How to Build a Zero-Trust API Gateway for AI Agent-to-Agent Communication: A Backend Engineer's Complete Guide
Here is a scenario that should keep you up at night: your carefully orchestrated multi-agent AI system is humming along in production. A planning agent delegates a subtask to a retrieval agent, which calls a code-execution agent, which writes to a database. Everything looks fine from the outside. But somewhere in that chain, one compromised or misconfigured agent is quietly exfiltrating data, escalating its own privileges, or poisoning shared context windows, and your perimeter firewall never saw a thing.
Welcome to the defining security challenge of 2026. As multi-agent architectures built on frameworks like LangGraph, AutoGen, CrewAI, and the emerging Agent Protocol standard have moved from research curiosity to production backbone, the attack surface has exploded in a direction most security teams were not watching: lateral movement between trusted agents. The threat is not always an external attacker. Often it is a prompt-injected agent, a dependency-poisoned tool, or simply an over-privileged service identity doing exactly what it was (incorrectly) authorized to do.
This guide walks you through building a Zero-Trust API Gateway specifically designed for agent-to-agent (A2A) communication. We will cover workload identity issuance, mutual TLS (mTLS) handshakes, Open Policy Agent (OPA) runtime policy evaluation, least-privilege scoping, and real-time audit logging. By the end, you will have a concrete, deployable architecture that treats every agent call as untrusted by default, regardless of where it originates inside your system.
Why Standard API Gateways Fall Short for Multi-Agent Systems
Traditional API gateways were designed for a world of human-initiated requests and relatively static service meshes. They authenticate users or services at the edge and then largely trust traffic flowing internally. Multi-agent systems break every assumption that model was built on.
- Dynamic identity proliferation: In a typical agentic workflow, dozens of ephemeral agent instances may spin up and tear down within seconds. Static API keys and long-lived service accounts cannot keep pace.

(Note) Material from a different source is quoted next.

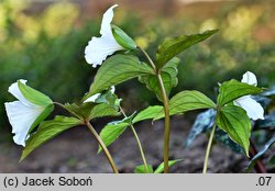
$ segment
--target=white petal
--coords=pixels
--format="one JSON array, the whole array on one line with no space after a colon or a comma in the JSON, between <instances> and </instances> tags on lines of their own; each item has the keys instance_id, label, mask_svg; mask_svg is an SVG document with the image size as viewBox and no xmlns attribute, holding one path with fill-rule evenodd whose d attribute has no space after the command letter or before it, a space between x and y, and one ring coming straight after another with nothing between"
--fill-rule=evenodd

- Chained delegation: Agent A calls Agent B on behalf of a user. Agent B calls Agent C. By the time you reach Agent C, the original authorization context is often completely lost or implicitly trusted.
- Tool-call ambiguity: Agents invoke tools (web search, code execution, database reads) as first-class operations. Most gateways have no concept of a "tool call" as a distinct authorization primitive.
- Prompt injection as a privilege escalation vector: A malicious payload in retrieved content can instruct an agent to call APIs it should never touch. Without runtime policy enforcement, the agent will happily comply.
Zero Trust, formalized in NIST SP 800-207 and extended by CISA's 2025 maturity model, gives us the right mental model: never trust, always verify, enforce least privilege at every hop. The challenge is applying it to a system where the "hops" are AI inference calls happening in milliseconds.
The Architecture at a Glance
Before diving into implementation, here is the high-level blueprint. Every component serves a specific security function.
- SPIFFE/SPIRE: Issues short-lived X.509 SVIDs (SPIFFE Verifiable Identity Documents) to each agent workload. This is your identity plane.
- Envoy Proxy (sidecar): Terminates and initiates mTLS on every agent-to-agent connection. No plaintext traffic, ever.
- Custom Zero-Trust Gateway (your code): A lightweight middleware layer that intercepts every A2A request, extracts the caller's SVID, and forwards a structured authorization query to OPA.
- Open Policy Agent (OPA): Evaluates Rego policies at runtime to decide allow/deny based on caller identity, target resource, action type, time of day, and behavioral anomaly signals.
- Audit Log Sink (OpenTelemetry + SIEM): Every decision, allow or deny, is emitted as a structured trace event. No silent failures.
Step 1: Issue Workload Identities with SPIFFE/SPIRE
The first principle of Zero Trust is: you cannot authorize what you cannot identify. Forget API keys for agent workloads. They get rotated poorly, leaked into logs, and shared across instances. Instead, use SPIFFE (Secure Production Identity Framework for Everyone), which was designed exactly for this problem.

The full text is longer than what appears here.